After extracting the leaf nodes, the pre-order traversal of the transformed tree will be: 10, 6, 2, 8, 7, 5. The extracted leaves will be arranged in a doubly linked list: 9, 3, -6, 13.

## Idea to Solve

To solve this problem, we need to perform a pre-order traversal of the binary tree while extracting the leaf nodes. During the traversal, when we encounter a leaf node, we remove it from the tree and transform it into a doubly linked list node.
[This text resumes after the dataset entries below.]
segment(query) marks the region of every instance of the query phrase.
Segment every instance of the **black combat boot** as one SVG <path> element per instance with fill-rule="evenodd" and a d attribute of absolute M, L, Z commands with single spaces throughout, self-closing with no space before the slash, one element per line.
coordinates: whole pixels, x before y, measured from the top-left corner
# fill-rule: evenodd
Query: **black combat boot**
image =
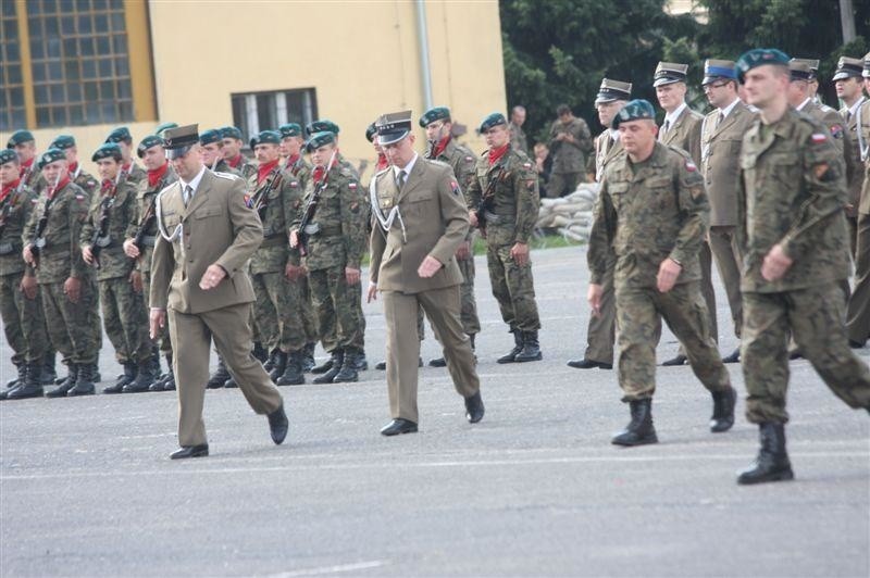
<path fill-rule="evenodd" d="M 302 372 L 304 355 L 304 350 L 287 353 L 287 364 L 284 367 L 284 375 L 278 377 L 278 386 L 301 386 L 306 382 L 306 375 Z"/>
<path fill-rule="evenodd" d="M 511 329 L 513 334 L 513 349 L 496 360 L 496 363 L 513 363 L 517 354 L 523 350 L 523 334 L 519 329 Z"/>
<path fill-rule="evenodd" d="M 94 385 L 94 364 L 78 364 L 78 379 L 75 380 L 75 386 L 66 392 L 66 397 L 94 395 L 96 392 L 97 387 Z"/>
<path fill-rule="evenodd" d="M 330 368 L 326 370 L 326 373 L 324 373 L 320 377 L 315 377 L 314 378 L 314 382 L 315 384 L 332 384 L 333 382 L 333 379 L 335 378 L 335 376 L 338 375 L 338 372 L 341 370 L 341 365 L 345 363 L 345 352 L 343 350 L 336 348 L 335 351 L 333 351 L 330 354 L 330 361 L 327 361 L 326 363 L 330 364 Z M 326 363 L 324 363 L 321 367 L 325 366 Z M 318 368 L 314 367 L 313 373 L 318 373 L 316 369 Z"/>
<path fill-rule="evenodd" d="M 785 453 L 785 426 L 783 424 L 759 424 L 758 437 L 761 449 L 749 469 L 737 476 L 737 483 L 762 483 L 795 478 L 792 463 Z"/>
<path fill-rule="evenodd" d="M 350 381 L 358 381 L 360 376 L 357 373 L 358 357 L 361 353 L 348 349 L 345 351 L 345 361 L 341 364 L 341 369 L 333 377 L 333 384 L 346 384 Z"/>
<path fill-rule="evenodd" d="M 265 369 L 265 366 L 263 366 Z M 275 353 L 275 366 L 272 367 L 272 370 L 269 372 L 269 377 L 272 378 L 273 384 L 277 384 L 281 376 L 284 375 L 284 372 L 287 369 L 287 354 L 283 351 L 278 350 Z"/>
<path fill-rule="evenodd" d="M 224 364 L 224 359 L 217 355 L 217 368 L 213 374 L 211 374 L 211 377 L 209 377 L 209 380 L 206 382 L 206 387 L 209 389 L 220 389 L 224 387 L 231 377 L 232 376 Z"/>
<path fill-rule="evenodd" d="M 658 443 L 656 428 L 652 426 L 652 400 L 647 398 L 645 400 L 630 401 L 629 406 L 632 413 L 632 420 L 610 442 L 616 445 Z"/>
<path fill-rule="evenodd" d="M 713 391 L 713 415 L 710 417 L 710 431 L 720 434 L 734 425 L 734 404 L 737 392 L 729 386 L 725 391 Z"/>
<path fill-rule="evenodd" d="M 24 381 L 7 392 L 8 400 L 25 400 L 27 398 L 41 398 L 42 390 L 42 362 L 28 363 L 25 365 L 26 375 Z"/>
<path fill-rule="evenodd" d="M 530 361 L 540 361 L 544 354 L 540 353 L 540 344 L 537 341 L 537 331 L 523 331 L 523 349 L 514 355 L 515 363 L 525 363 Z"/>
<path fill-rule="evenodd" d="M 154 364 L 151 357 L 139 363 L 139 373 L 136 374 L 136 379 L 124 386 L 122 390 L 124 393 L 142 393 L 148 391 L 151 384 L 157 379 L 154 374 Z"/>
<path fill-rule="evenodd" d="M 94 378 L 94 369 L 90 368 L 90 378 Z M 117 381 L 115 381 L 111 386 L 107 386 L 102 388 L 103 393 L 121 393 L 124 391 L 124 386 L 127 384 L 132 384 L 134 379 L 136 379 L 136 374 L 138 374 L 138 367 L 134 362 L 127 362 L 124 364 L 124 373 L 117 377 Z"/>

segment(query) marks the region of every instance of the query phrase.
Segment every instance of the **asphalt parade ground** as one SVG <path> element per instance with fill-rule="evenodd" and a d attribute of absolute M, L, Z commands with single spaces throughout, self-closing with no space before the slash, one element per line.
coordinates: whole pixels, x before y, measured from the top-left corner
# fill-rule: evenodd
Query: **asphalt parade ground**
<path fill-rule="evenodd" d="M 566 366 L 585 344 L 585 248 L 533 261 L 545 360 L 498 365 L 512 339 L 477 257 L 486 416 L 474 426 L 446 369 L 431 367 L 419 434 L 378 435 L 386 384 L 370 369 L 358 384 L 281 388 L 290 418 L 281 447 L 238 389 L 210 390 L 211 456 L 183 462 L 169 460 L 174 392 L 0 403 L 0 576 L 870 575 L 866 412 L 792 362 L 796 479 L 738 487 L 758 443 L 739 365 L 728 366 L 737 423 L 717 435 L 691 369 L 660 367 L 660 443 L 613 447 L 629 422 L 616 373 Z M 736 339 L 719 289 L 729 353 Z M 373 366 L 381 303 L 365 313 Z M 427 361 L 438 348 L 426 329 Z M 659 361 L 676 347 L 664 331 Z M 858 353 L 870 362 L 869 349 Z M 120 373 L 108 339 L 100 365 L 103 385 Z"/>

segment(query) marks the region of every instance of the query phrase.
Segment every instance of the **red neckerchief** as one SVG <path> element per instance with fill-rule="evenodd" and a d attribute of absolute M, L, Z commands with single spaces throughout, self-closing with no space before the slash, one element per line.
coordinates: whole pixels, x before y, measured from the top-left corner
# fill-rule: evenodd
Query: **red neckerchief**
<path fill-rule="evenodd" d="M 16 178 L 14 183 L 10 183 L 9 185 L 3 185 L 3 190 L 0 191 L 0 203 L 5 201 L 7 197 L 9 197 L 9 193 L 17 189 L 20 184 L 21 184 L 21 177 Z"/>
<path fill-rule="evenodd" d="M 497 149 L 489 149 L 489 166 L 493 166 L 499 159 L 505 156 L 505 153 L 508 152 L 508 147 L 510 147 L 510 142 Z"/>
<path fill-rule="evenodd" d="M 437 159 L 438 155 L 444 152 L 444 149 L 447 148 L 448 142 L 450 142 L 450 135 L 447 135 L 435 144 L 435 150 L 432 151 L 432 158 Z"/>
<path fill-rule="evenodd" d="M 269 173 L 271 173 L 272 169 L 275 168 L 278 165 L 279 162 L 281 162 L 281 159 L 275 159 L 274 161 L 272 161 L 270 163 L 263 163 L 259 167 L 257 167 L 257 186 L 258 187 L 263 184 L 263 180 L 265 180 L 265 177 L 269 176 Z"/>
<path fill-rule="evenodd" d="M 154 188 L 157 184 L 160 183 L 160 179 L 163 178 L 163 175 L 166 174 L 166 171 L 170 167 L 170 163 L 163 163 L 163 166 L 160 168 L 156 168 L 153 171 L 148 172 L 148 187 Z"/>

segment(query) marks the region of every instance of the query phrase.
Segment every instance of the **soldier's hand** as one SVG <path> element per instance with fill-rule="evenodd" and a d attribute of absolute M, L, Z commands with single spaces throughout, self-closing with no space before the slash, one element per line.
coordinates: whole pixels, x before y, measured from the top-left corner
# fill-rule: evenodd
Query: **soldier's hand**
<path fill-rule="evenodd" d="M 129 272 L 129 284 L 133 286 L 133 290 L 137 293 L 142 292 L 142 274 L 140 271 L 133 269 Z"/>
<path fill-rule="evenodd" d="M 360 269 L 345 267 L 345 280 L 348 285 L 357 285 L 360 282 Z"/>
<path fill-rule="evenodd" d="M 138 259 L 139 248 L 136 247 L 136 243 L 133 242 L 133 239 L 127 239 L 124 241 L 124 254 L 130 259 Z"/>
<path fill-rule="evenodd" d="M 70 300 L 70 303 L 78 303 L 82 298 L 82 280 L 75 277 L 67 277 L 63 282 L 63 294 Z"/>
<path fill-rule="evenodd" d="M 668 257 L 662 261 L 661 265 L 659 265 L 659 274 L 656 277 L 656 286 L 658 287 L 659 291 L 667 293 L 673 289 L 681 271 L 683 271 L 683 267 L 673 259 Z"/>
<path fill-rule="evenodd" d="M 166 310 L 151 309 L 148 314 L 148 325 L 151 339 L 157 339 L 160 330 L 166 326 Z"/>
<path fill-rule="evenodd" d="M 761 264 L 761 276 L 768 281 L 781 279 L 794 261 L 785 254 L 780 243 L 774 244 Z"/>
<path fill-rule="evenodd" d="M 423 279 L 428 279 L 433 277 L 438 271 L 443 267 L 440 261 L 435 259 L 432 255 L 426 255 L 426 259 L 417 267 L 417 274 L 420 275 Z"/>
<path fill-rule="evenodd" d="M 36 299 L 36 277 L 33 275 L 25 275 L 21 278 L 20 285 L 21 292 L 24 297 L 33 301 Z"/>
<path fill-rule="evenodd" d="M 596 317 L 601 316 L 601 296 L 605 293 L 605 288 L 597 284 L 589 284 L 589 289 L 586 291 L 586 301 L 589 302 L 592 314 Z"/>
<path fill-rule="evenodd" d="M 510 248 L 510 257 L 518 265 L 525 265 L 529 263 L 529 246 L 526 243 L 513 243 Z"/>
We also adjust the links of the nodes accordingly.

## Pseudocode

Here's the pseudocode that outlines the algorithm to extract leaves of a binary tree in a doubly linked list:

``````function extractLeaves(node):
if node is not null:
if node.left is null and node.right is null:
node.right = front
if front is not null:
front.left = node
front = node
return null
node.right = extractLeaves(node.right)
node.left = extractLeaves(node.left)
return node``````

## Algorithm Explanation

• We start by defining a `front` pointer in the `BinaryTree` class to keep track of the front of the doubly linked list.
• The `extractLeaves` function takes a `node` as input and operates recursively.
• When a leaf node is encountered (both left and right children are null), we transform it into a doubly linked list node.
• We adjust the right and left pointers of the node to connect it with the previous and next nodes in the linked list.
• If the `front` pointer is not null (indicating a non-empty list), we also adjust the left pointer of the front node.
• The function then returns null, indicating that the leaf node should be removed from the tree.
• During the recursion, we traverse the tree in a pre-order fashion.
• At the end of the algorithm, the binary tree will be modified, and the linked list of leaf nodes will be created.

## Time Complexity

• The algorithm involves a pre-order traversal of the binary tree.
• During the traversal, each node is processed once, and constant-time operations are performed to adjust the links.
• Therefore, the time complexity of the algorithm is O(n), where n is the number of nodes in the binary tree.